The mantra “Om namo Bhagavate Vasudevaya” fascinated me greatly in my early days; it so delighted me that I had always a vision of Sri Krishna in my mind. I had a premonition that this body would pass away in its fortieth year, and I wanted to have a darshan of the Lord before that time. I fasted and practised devotion to Vasudeva incessantly; I read Sri Bhagavad Gita and Srimad Bhagavatam with great delight. Then when I read in the Gita “Jnani tu atmaiva me matam” (In my view, the Jnani is my own Self ) I was greatly delighted. This line of thought came to me: “While I have at hand Bhagavan Sri Ramana, who is Himself Vasudeva, why should I worship Vasudeva separately?” Be it noted that all this was in my early days before settling with Bhagavan at His Ashram. So I wanted one single mantra, a single worship (devata), and a single scripture, so that there might be no conflict of loyalties.
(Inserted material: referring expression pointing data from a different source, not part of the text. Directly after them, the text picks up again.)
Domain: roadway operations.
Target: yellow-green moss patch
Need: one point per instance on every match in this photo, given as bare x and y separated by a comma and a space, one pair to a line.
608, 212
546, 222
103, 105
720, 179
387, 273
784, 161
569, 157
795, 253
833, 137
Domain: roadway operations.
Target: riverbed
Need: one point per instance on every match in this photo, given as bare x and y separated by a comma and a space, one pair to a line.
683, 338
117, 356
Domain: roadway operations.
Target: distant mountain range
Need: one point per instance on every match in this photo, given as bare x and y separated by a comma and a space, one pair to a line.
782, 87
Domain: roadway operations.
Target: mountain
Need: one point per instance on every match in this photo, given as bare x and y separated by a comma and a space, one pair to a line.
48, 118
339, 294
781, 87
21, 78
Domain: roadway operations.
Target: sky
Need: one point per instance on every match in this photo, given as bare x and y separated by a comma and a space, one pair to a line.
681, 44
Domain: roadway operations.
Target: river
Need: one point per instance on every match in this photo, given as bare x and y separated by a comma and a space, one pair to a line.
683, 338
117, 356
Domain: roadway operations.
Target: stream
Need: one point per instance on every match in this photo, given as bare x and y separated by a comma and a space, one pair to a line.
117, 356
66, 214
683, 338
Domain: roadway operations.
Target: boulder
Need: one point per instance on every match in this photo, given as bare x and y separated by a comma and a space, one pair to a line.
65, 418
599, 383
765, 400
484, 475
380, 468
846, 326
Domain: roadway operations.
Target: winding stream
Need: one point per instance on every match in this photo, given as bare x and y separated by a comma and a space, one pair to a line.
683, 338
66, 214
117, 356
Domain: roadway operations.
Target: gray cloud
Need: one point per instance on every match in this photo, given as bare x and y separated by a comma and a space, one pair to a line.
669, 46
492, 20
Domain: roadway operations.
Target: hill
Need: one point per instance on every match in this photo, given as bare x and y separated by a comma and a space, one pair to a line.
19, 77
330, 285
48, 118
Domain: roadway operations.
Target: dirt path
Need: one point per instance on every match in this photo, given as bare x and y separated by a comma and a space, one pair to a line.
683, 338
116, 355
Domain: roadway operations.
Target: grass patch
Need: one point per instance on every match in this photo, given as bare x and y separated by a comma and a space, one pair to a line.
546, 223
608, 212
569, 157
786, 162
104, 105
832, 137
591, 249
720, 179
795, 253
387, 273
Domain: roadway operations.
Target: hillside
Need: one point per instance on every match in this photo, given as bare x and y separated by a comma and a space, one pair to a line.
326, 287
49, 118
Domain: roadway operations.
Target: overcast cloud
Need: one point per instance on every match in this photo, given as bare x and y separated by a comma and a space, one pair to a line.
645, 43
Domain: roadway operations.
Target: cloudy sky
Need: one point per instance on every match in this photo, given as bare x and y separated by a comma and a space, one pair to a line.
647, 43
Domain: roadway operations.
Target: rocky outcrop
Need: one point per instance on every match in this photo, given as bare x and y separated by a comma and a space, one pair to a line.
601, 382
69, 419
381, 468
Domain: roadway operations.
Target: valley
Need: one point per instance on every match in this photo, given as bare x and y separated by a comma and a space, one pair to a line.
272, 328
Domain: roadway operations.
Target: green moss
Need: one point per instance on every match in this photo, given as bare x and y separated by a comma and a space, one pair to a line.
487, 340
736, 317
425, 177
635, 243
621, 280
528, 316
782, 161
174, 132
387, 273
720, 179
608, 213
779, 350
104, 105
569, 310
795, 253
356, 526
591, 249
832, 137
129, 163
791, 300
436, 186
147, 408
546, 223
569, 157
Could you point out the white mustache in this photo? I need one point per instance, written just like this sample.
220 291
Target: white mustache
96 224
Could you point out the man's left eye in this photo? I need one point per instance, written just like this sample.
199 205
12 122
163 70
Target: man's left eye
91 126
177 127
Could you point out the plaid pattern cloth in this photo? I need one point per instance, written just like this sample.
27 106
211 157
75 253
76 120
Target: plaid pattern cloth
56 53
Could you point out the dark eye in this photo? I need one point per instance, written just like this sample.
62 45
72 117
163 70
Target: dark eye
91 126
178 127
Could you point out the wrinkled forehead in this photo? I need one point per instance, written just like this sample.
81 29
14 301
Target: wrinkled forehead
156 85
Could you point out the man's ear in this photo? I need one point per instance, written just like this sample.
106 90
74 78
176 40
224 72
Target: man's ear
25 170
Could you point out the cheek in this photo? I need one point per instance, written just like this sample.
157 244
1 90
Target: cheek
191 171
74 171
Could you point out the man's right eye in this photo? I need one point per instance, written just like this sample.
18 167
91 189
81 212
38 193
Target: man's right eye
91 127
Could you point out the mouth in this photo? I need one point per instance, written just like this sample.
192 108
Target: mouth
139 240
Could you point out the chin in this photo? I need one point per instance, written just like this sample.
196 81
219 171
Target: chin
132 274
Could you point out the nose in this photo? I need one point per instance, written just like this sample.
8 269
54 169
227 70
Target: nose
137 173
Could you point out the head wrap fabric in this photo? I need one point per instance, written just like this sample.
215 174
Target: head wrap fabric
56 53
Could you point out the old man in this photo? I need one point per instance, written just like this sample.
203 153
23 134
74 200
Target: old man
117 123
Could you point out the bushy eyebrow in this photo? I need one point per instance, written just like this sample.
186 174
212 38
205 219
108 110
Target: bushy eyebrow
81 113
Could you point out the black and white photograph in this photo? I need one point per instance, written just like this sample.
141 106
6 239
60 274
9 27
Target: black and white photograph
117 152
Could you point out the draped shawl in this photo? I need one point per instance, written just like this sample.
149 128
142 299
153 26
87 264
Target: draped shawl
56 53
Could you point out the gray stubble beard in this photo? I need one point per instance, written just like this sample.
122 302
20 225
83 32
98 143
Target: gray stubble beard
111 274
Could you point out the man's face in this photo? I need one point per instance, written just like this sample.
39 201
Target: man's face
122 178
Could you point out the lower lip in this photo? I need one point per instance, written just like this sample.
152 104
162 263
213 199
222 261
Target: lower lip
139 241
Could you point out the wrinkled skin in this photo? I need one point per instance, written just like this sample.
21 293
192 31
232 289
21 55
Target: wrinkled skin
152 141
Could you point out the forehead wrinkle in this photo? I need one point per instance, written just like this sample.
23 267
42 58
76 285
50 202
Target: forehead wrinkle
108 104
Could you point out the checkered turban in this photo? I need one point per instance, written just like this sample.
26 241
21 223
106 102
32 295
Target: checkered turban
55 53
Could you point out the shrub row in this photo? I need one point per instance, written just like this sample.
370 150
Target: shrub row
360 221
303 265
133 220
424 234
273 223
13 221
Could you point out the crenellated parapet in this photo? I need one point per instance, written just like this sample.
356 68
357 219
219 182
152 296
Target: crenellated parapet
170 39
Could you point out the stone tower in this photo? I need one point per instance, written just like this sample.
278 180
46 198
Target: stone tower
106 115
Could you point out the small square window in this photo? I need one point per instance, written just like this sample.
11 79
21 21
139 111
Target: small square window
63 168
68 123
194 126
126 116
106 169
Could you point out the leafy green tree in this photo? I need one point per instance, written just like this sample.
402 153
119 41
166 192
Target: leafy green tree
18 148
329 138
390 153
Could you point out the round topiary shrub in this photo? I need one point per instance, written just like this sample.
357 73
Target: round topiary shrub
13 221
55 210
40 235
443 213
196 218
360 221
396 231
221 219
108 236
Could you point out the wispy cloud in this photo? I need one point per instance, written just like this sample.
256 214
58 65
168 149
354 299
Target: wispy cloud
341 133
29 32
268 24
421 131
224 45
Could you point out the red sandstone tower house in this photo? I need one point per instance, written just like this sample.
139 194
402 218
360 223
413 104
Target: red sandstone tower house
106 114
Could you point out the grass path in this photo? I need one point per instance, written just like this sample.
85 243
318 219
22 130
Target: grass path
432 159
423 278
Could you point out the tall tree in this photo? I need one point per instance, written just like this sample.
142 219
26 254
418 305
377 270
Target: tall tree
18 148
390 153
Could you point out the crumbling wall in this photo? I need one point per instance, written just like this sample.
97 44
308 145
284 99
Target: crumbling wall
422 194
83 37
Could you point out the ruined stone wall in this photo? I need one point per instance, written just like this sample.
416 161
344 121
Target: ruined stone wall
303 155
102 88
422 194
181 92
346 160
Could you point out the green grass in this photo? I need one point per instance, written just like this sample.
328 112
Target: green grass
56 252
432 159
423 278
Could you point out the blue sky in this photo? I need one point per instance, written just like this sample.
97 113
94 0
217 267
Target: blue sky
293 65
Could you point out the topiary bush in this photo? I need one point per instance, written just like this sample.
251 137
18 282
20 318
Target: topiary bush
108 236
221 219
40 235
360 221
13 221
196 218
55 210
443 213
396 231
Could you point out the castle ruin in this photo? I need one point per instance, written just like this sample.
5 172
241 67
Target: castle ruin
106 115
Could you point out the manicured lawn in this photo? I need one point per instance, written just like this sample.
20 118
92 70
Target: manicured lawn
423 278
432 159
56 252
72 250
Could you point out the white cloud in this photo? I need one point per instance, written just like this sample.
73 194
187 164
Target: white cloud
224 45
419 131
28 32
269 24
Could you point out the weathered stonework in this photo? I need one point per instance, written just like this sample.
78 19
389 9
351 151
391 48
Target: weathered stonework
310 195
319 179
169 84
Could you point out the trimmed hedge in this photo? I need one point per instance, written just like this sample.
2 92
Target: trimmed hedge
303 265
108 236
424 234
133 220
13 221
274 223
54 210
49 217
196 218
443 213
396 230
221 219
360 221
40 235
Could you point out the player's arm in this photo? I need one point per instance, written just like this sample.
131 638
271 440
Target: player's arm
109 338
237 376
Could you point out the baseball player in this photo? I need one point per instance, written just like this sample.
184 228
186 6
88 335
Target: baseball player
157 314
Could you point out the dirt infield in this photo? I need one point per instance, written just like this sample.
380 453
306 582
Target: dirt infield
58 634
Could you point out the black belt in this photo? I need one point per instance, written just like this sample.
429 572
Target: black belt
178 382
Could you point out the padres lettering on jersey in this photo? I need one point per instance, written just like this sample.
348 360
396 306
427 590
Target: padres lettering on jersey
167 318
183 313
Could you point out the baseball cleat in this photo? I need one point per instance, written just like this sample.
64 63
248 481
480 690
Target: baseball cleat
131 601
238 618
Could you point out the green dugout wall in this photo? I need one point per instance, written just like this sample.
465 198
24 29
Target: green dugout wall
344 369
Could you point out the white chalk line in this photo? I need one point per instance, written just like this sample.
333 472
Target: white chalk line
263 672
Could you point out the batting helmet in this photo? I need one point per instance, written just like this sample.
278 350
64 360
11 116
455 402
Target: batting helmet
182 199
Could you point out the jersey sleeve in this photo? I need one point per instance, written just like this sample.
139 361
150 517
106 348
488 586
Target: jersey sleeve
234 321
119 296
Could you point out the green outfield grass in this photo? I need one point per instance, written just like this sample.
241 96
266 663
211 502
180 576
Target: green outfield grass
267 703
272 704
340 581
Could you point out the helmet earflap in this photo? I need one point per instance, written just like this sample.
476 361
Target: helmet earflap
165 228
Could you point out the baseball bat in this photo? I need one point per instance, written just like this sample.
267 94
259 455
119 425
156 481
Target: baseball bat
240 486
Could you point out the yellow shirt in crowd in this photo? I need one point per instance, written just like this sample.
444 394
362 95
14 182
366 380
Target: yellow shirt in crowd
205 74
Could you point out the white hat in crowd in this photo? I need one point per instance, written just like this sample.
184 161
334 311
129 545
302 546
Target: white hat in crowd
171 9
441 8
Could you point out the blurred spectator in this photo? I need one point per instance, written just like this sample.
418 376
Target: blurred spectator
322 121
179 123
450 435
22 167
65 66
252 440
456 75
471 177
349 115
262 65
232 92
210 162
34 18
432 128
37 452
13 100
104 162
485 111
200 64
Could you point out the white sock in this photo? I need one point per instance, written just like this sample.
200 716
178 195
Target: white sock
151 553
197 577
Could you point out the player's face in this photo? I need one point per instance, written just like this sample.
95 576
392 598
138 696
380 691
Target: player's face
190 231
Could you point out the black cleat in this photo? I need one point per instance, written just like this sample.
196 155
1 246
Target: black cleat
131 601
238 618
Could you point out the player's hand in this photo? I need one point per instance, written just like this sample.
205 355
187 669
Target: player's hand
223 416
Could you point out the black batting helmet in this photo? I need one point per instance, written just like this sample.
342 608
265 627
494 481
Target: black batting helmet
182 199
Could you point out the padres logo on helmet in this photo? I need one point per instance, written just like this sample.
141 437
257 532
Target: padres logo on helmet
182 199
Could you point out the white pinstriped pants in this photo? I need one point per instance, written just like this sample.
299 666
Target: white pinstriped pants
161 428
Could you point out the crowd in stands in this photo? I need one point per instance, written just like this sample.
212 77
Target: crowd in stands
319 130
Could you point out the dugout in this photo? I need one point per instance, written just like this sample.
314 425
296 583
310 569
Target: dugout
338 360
Sri Ramana Paramatman became easily the God to worship, His collected works easily became the gospel; as for the mantra, it struck me intuitively that “Om namo Bhagavate Sri Ramanaya” might be an exact parallel to “Om namo Bhagavate vasudevaya.”

I counted the letters in this new mantra, and was very happy to find it also contained twelve letters; I told this all to Sri Bhagavan, and He gave the mantra His approval.

Advanced practisers (sadhaks) and thinkers may laugh at this and say: “Why do you need a mantra while the Ocean of Bliss is there to be immersed into directly?” I confess that in this I was trying to conform to the traditional method of practice (upasana) which forms one of the main elements in bhakti (devotion). Bhagavan has revealed His true nature as the All-Witness; yet there is the explicit injunction that Advaita must be only in the attitude and never be interpreted in outer action.

This is how the mantra first came out.